On Thu, 8 Nov 2012 10:50:52 +0000, Joe Corneli wrote
[...]
> This point from Claudia is important -- «keep in mind that we are not
> talking about a traditional journal here but about "a new research journal
> about Wikis and about research done by using Wikis"» -- however, I think it
> needs expansion, or we'll just end up with some kind of turn-crank solution.
> 
> To reframe that:
> 
>   What's NOT going to be traditional about this journal?

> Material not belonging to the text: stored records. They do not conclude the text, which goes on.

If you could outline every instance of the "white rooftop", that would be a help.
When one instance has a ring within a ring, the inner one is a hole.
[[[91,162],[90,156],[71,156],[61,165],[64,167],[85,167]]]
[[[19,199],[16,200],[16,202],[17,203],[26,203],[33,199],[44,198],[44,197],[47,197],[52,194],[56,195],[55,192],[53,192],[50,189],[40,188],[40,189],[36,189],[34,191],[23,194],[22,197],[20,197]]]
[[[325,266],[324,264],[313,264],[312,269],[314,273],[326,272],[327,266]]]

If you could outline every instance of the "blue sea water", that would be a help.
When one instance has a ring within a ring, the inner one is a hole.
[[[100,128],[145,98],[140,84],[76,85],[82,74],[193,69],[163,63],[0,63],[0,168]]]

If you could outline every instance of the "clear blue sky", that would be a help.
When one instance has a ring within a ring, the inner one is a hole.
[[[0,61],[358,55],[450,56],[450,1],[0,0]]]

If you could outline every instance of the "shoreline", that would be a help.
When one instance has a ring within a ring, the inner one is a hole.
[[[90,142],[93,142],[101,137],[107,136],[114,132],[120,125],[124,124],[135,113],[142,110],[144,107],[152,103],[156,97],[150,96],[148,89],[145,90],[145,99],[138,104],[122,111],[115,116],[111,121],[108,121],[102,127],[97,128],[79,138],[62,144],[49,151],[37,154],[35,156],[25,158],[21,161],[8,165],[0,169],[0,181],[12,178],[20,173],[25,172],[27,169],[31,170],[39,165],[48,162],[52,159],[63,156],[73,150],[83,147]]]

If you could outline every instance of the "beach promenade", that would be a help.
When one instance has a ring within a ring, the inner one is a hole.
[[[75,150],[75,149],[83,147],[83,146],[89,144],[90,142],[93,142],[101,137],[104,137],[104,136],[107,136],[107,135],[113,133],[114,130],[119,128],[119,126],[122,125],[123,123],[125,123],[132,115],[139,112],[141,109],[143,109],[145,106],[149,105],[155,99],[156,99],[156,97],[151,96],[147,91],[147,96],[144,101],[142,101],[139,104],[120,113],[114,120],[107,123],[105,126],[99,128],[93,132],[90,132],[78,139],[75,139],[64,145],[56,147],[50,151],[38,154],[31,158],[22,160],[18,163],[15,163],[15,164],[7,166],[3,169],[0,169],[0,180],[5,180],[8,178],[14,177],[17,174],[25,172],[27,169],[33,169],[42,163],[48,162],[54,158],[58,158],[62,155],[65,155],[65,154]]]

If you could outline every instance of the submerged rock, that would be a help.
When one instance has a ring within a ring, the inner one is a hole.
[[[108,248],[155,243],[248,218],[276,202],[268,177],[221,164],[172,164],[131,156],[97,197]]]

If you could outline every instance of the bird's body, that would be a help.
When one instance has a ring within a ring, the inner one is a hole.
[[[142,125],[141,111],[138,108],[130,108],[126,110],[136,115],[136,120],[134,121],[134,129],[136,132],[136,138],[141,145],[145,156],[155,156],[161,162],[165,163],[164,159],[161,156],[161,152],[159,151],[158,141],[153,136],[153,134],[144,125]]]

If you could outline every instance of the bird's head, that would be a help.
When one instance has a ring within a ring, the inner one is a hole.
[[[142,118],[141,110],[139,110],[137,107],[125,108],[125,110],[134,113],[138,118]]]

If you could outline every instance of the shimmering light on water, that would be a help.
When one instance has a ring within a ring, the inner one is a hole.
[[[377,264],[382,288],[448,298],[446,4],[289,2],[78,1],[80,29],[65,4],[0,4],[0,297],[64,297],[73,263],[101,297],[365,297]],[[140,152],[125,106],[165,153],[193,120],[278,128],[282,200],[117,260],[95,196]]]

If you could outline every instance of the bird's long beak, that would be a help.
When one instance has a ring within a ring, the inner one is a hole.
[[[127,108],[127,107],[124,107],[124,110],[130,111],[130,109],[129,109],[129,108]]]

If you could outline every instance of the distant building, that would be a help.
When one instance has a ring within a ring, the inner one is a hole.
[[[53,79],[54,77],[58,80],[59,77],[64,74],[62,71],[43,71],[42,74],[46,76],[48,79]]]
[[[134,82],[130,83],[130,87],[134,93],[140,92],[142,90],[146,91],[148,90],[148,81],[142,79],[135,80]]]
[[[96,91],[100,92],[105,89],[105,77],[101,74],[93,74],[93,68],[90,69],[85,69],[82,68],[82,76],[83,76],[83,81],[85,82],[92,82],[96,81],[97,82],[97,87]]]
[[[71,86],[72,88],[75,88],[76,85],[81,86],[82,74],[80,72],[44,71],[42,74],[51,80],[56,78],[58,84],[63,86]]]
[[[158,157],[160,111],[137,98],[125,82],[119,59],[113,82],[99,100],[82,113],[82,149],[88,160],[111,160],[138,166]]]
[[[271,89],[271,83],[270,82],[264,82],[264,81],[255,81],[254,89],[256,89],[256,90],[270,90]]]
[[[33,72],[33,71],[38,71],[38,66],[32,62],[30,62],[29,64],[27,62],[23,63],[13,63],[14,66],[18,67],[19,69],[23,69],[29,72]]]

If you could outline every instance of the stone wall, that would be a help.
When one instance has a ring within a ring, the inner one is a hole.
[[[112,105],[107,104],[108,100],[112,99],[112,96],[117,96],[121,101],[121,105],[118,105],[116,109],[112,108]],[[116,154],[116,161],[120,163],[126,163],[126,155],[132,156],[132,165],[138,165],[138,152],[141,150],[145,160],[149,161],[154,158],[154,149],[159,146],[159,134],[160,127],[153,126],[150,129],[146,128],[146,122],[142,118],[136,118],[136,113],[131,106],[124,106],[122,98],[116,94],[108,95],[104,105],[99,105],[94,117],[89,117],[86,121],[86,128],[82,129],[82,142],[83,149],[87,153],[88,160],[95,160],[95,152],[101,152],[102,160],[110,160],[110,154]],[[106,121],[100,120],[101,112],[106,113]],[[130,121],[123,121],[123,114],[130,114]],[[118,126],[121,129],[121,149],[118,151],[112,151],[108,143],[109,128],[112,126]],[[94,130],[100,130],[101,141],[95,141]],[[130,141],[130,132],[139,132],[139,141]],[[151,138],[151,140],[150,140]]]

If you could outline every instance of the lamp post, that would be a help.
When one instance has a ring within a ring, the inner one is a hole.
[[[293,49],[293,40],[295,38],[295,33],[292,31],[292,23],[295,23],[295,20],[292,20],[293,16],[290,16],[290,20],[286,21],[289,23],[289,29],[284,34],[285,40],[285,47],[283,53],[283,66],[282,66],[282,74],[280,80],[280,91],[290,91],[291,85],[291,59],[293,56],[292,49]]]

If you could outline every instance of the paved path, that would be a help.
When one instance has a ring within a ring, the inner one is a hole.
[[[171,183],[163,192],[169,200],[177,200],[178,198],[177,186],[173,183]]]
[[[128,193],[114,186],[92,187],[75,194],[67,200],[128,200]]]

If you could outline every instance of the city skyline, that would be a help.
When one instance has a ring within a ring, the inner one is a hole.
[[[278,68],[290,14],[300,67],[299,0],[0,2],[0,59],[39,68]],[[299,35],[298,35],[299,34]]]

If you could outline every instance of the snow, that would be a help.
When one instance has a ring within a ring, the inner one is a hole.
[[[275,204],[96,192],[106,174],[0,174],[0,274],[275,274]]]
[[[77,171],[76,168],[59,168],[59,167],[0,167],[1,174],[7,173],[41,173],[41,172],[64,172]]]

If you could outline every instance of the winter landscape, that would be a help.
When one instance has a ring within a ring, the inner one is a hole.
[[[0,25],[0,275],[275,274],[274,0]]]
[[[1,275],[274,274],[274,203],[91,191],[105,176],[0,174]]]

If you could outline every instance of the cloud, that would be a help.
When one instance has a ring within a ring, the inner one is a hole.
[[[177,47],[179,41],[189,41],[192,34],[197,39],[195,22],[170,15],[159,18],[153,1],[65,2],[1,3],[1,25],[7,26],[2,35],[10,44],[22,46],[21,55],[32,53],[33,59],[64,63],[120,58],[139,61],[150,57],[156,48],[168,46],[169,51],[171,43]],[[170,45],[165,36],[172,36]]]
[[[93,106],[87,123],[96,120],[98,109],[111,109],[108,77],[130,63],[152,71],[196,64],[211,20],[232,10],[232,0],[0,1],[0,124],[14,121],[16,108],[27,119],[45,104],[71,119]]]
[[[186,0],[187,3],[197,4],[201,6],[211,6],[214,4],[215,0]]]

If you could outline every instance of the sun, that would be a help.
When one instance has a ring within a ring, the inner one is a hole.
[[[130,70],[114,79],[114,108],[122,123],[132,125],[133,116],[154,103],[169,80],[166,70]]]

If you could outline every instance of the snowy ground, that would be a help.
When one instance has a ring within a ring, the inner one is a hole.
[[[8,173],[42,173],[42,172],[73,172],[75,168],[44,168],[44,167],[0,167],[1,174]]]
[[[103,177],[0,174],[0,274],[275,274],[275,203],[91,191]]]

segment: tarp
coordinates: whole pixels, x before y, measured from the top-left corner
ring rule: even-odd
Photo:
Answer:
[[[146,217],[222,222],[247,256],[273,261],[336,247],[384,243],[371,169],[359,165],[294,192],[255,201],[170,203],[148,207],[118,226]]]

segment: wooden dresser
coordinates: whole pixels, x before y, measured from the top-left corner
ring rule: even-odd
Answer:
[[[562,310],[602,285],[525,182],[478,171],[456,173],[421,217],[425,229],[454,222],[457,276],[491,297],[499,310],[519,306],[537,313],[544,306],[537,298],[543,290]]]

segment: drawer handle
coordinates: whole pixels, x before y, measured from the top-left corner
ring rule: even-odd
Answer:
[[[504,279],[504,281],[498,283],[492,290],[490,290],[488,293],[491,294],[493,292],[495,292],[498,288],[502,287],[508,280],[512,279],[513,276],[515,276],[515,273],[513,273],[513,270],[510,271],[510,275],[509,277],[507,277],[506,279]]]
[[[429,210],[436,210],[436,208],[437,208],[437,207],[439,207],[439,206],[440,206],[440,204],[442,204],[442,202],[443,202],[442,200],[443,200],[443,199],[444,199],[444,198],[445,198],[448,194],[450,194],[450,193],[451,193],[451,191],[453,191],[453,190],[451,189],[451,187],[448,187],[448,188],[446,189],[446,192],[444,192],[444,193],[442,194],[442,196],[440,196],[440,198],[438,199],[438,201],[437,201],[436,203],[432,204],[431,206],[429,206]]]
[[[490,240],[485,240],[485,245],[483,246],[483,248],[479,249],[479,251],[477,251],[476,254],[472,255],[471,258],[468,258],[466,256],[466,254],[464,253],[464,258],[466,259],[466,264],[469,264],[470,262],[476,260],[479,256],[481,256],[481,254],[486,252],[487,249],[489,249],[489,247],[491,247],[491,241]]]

what's your opinion on this, Joe & everyone?

Answer 1:

it will be non-traditional because it addresses not only wiki *software* but - 
see the second about - 
"a new research journal about Wikis and about research done by using Wikis"

the "research done by using Wikis" is non-traditional because it can be 
research in any field and articles 
would address many different research cultures, not just software-centered 
ones. 

Answer 2:

articles are not "submitted" to the journal's editors but written openly on the 
journals' platform (and then 
maybe sent to a review process elsewhere as well as opening up to public review 
here)

for some background see
a.
Wikis in scholarly publishing. Daniel Mietchen, Gregor Hagedorn, Konrad 
Förstner, M Fabiana Kubke, Claudia 
Koltzenburg, Mark Hahnel, and Lyubomir Penev (2011). 
http://precedings.nature.com/documents/5891/version/1
b.
Collaborative platforms for streamlining workflows in Open Science. 
Konrad U. Förstner, Gregor Hagedorn, Claudia Koltzenburg, M Fabiana Kubke and 
Daniel Mietchen (2011). 
Open Knowledge Conference OKCon2011, Berlin, 30 June /1 July 2011, 
http://sunsite.informatik.rwth-aachen.de/Publications/CEUR-WS/Vol-739/paper_8.pdf

what's evreyone else's answers to Joe's question?